Estamos en la ampliación de Abd al-Rahman II, en ella se encuentra la capilla número seis, la de «San Antón o de San Antonio Abad», dedicada al santo anacoreta nacido en el año 251, que dicen llegó a vivir ciento cinco años.
El retablo, de madera dorada, es obra del siglo XVIII y en su hornacina se encuentra una imagen del santo.


La capilla fue fundada por el caballero veinticuatro Don Fernán Alfonso, primer señor de Belmonte. En el suelo se puede ver la lápida sepulcral del fundador y de su segunda esposa, Constanza de Baeza y Haro.
Este noble cordobés, importante en la corte de Juan II, veinticuatro de la ciudad, es el protagonista de una historia de engaños matrimoniales, que llevó al asesinato de su esposa, Beatriz de Hinestrosa. El matrimonio vivía en la actual plaza que hay frente a la iglesia de Santa Marinas, su esposa se enamoró de un primo, comendador de la Orden de Calatrava, ambos aprovecharon un viaje de Fernán Alfonso a la corte para entablar relaciones, al ser descubierta la infidelidad por el esposo, éste mató a su mujer y al amante.

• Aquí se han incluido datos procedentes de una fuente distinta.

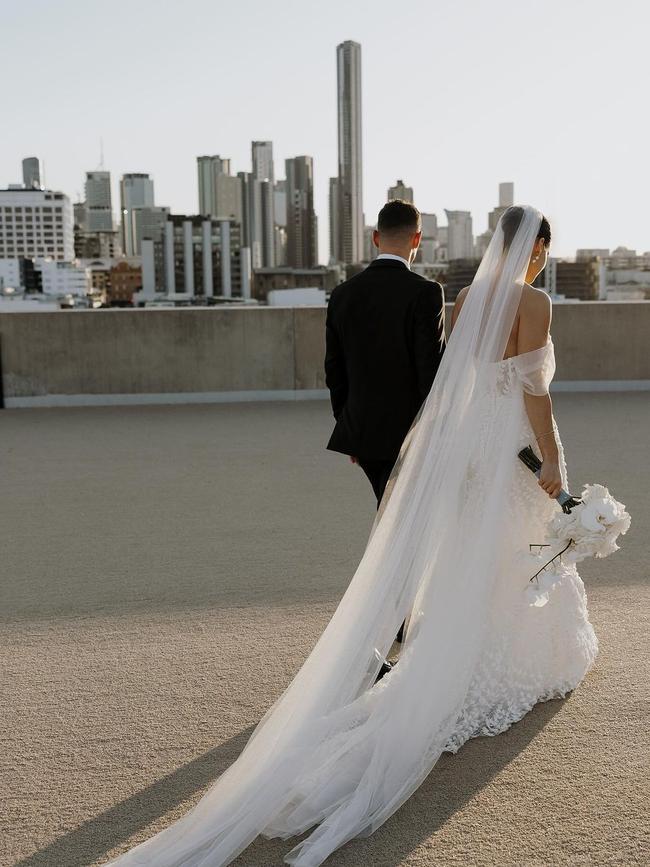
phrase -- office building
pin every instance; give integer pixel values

Don Fernán Alfonso fue sentenciado por el rey al destierro, pero se acogió a un privilegio real de 1448, que perdonaba los delitos de todos aquellos que, durante un año y un día, defendieran la ciudad de Antequera. En su testamento, otorgado en Bujalance a 22 de abril de 1471 confirma su acción homicida y lega 30.000 maravedíes para hacer bien por el alma de doña Beatriz. En 1478, fallecería en su casa de Santa Marina, siendo enterrado en esta capilla, donde también está su segunda esposa, Doña Constanza de Baeza y Haro.

Esta historia fue escrita por Juan Rufo, con el nombre “Romance de los Comendadores”.
En el suelo vemos la lápida sepulcral del obispo Baltasar de Yusta y Navarro (1777-1787).